13

Here are free functions that do the same but in the first case the loop is not vectorized but in the other cases it is. Why is that?

#include <vector>

typedef std::vector<double> Vec;

void update(Vec& a, const Vec& b, double gamma) {
    const size_t K = a.size();
    for (size_t i = 0; i < K; ++i) { // not vectorized
        a[i] = b[i] * gamma - a[i];
    }
}

void update2(Vec& a, const Vec& b, double gamma) {
    for (size_t i = 0; i < a.size(); ++i) { // vectorized
        a[i] = b[i] * gamma - a[i];
    }
}

void update3(Vec& a, size_t K, const Vec& b, double gamma) {
    for (size_t i = 0; i < K; ++i) { // vectorized
        a[i] = b[i] * gamma - a[i];
    }
}

int main(int argc, const char* argv[]) {
    Vec a(argc), b;
    update(a, b, 0.5);
    update2(a, b, 0.5);
    update3(a, a.size(), b, 0.5);
    return 0;
}

Relevant messages from the compiler (VS2013):

1>  c:\home\dima\trws\trw_s-v1.3\trws\test\vector.cpp(7) : info C5002: loop not vectorized due to reason '1200'
1>  c:\home\dima\trws\trw_s-v1.3\trws\test\vector.cpp(13) : info C5001: loop vectorized
1>  c:\home\dima\trws\trw_s-v1.3\trws\test\vector.cpp(19) : info C5001: loop vectorized

From comment by @tony

Reason 1200: "Loop contains loop-carried data dependences that prevent vectorization.
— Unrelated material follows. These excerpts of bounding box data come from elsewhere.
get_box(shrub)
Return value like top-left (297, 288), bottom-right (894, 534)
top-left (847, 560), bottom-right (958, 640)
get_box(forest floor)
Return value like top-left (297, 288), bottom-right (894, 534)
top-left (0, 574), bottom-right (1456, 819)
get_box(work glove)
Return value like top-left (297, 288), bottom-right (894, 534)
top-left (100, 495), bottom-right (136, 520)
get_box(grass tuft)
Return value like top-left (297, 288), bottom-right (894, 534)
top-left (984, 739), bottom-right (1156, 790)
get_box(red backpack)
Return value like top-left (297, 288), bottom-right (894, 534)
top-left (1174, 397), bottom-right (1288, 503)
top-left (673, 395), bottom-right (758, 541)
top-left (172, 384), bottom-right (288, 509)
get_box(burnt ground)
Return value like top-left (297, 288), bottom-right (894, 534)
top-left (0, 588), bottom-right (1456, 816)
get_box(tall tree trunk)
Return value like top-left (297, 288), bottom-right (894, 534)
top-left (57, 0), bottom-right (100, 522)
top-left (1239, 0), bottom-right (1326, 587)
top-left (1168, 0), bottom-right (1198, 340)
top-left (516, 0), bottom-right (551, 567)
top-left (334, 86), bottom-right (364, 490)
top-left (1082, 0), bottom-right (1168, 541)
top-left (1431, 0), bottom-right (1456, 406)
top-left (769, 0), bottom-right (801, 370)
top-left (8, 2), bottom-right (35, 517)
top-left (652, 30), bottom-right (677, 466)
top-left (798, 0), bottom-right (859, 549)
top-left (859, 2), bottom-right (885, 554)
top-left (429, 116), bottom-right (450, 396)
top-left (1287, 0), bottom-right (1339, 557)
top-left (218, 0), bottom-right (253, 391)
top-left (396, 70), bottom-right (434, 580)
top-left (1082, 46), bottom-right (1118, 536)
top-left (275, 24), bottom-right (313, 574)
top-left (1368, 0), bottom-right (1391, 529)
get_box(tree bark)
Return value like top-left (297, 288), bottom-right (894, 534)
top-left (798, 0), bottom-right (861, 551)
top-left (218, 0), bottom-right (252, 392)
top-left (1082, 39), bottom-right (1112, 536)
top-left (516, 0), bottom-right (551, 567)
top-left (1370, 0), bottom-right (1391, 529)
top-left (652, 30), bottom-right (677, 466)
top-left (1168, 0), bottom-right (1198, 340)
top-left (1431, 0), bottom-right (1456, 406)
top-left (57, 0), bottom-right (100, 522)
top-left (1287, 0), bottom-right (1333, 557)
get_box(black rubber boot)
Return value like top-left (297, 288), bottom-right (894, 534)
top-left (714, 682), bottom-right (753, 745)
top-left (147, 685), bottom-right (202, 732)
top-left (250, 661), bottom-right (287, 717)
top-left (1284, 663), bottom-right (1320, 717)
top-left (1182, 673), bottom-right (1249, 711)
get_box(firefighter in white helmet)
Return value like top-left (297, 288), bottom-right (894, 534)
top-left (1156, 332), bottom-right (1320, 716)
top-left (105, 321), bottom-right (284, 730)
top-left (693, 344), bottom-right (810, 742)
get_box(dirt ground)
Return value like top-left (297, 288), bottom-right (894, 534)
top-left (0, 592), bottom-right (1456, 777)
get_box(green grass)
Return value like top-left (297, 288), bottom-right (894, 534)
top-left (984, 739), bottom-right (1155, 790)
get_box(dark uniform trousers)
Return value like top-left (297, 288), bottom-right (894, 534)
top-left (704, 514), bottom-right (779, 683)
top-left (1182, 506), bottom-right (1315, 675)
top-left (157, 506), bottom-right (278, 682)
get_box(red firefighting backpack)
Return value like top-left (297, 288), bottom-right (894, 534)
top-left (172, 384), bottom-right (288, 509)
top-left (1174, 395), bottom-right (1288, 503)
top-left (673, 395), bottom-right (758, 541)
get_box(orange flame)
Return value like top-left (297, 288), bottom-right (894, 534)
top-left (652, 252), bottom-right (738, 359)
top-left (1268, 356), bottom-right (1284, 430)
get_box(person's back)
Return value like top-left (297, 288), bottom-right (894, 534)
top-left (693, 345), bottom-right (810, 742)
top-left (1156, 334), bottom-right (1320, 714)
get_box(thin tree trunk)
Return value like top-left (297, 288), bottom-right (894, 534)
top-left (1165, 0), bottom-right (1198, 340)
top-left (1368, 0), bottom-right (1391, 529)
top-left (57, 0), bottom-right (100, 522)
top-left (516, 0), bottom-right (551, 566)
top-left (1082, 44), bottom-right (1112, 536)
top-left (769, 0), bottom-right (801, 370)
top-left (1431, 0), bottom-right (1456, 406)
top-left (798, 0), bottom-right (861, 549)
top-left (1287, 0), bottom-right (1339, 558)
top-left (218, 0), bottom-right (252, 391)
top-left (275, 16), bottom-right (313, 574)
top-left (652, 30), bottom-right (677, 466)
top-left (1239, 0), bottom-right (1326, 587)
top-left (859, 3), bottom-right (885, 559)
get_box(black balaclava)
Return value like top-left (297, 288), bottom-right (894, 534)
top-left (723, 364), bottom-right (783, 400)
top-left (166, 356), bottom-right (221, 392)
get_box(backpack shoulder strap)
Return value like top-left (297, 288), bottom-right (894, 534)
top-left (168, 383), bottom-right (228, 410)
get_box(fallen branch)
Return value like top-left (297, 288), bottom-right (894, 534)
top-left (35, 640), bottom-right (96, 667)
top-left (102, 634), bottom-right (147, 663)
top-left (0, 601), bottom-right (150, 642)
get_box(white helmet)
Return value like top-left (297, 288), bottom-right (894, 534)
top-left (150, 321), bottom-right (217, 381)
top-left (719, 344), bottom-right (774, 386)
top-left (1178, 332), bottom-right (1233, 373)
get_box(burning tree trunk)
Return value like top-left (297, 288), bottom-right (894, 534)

Different iterations of the loop interfere with each other such that vectorizing the loop would produce wrong answers, and the auto-vectorizer cannot prove to itself that there are no such data dependences." source

bolov
  • 72,283
  • 15
  • 145
  • 224
Dmitry
  • 146
  • 3
  • 2
    Try a different compiler? Others (gcc and clang) do vectorize all 3 functions. – Marc Glisse May 08 '15 at 21:35
  • 1
    What is "reason 1200" documented as? – Alan Stokes May 08 '15 at 22:05
  • 1
    Reason 1200: "Loop contains loop-carried data dependences that prevent vectorization. Different iterations of the loop interfere with each other such that vectorizing the loop would produce wrong answers, and the auto-vectorizer cannot prove to itself that there are no such data dependences." [source](https://msdn.microsoft.com/en-us/library/jj658585.aspx#BKMK_ReasonCode120x) – Tony May 08 '15 at 22:16
  • 1
    I'm surprised that any compiler is able to vectorize any of those at all. The compiler needs to prove that either `a` and `b` do not alias or that `&a[0] < &b[0]`. – Mysticial May 09 '15 at 07:52
  • 1
    @Mysticial Or much more easily, the compiler can generate both the sequential and vectorized versions, and have a runtime test checking if a and b overlap to dispatch to either version. – Marc Glisse May 10 '15 at 08:11
  • @Mysticial, from [sum-of-overlapping-arrays-auto-vectorization-and-restrict](https://stackoverflow.com/questions/23651055/sum-of-overlapping-arrays-auto-vectorization-and-restrict) GCC builds a version with and without overalap (which it can vectorize) and then when calling the function it checks for overlap first. Using `restrict` does not build the version with overlap and removes the check. – Z boson May 11 '15 at 07:28
  • All three loops seems sun-optimal to me because compiler assumes `a` and `b` aliases. For best performance, use restricted pointers to access data elements instead. – user3528438 Aug 13 '15 at 13:36
  • @user3528438 c++ does not have `restrict` – bolov Aug 13 '15 at 14:05
  • @bolov but MSVC have restricted keyword, although ideally a C99 implementation and a C++ wrapper is the best. – user3528438 Aug 13 '15 at 14:23

1 Answers1

2

I guess it's some deeply internal compiler implementation issue, like at what stage did auto-vectorizer "kick in" and what's the state of the internal representation of the code at that time. When I tried on MSVC2017, it worked more in line with what one would expect. It auto-vectorized update() and update3(), but not update2(), with the reason given 501 for line 14, which is documented as:

Induction variable is not local; or upper bound is not loop-invariant.

srdjan.veljkovic
  • 2,468
  • 16
  • 24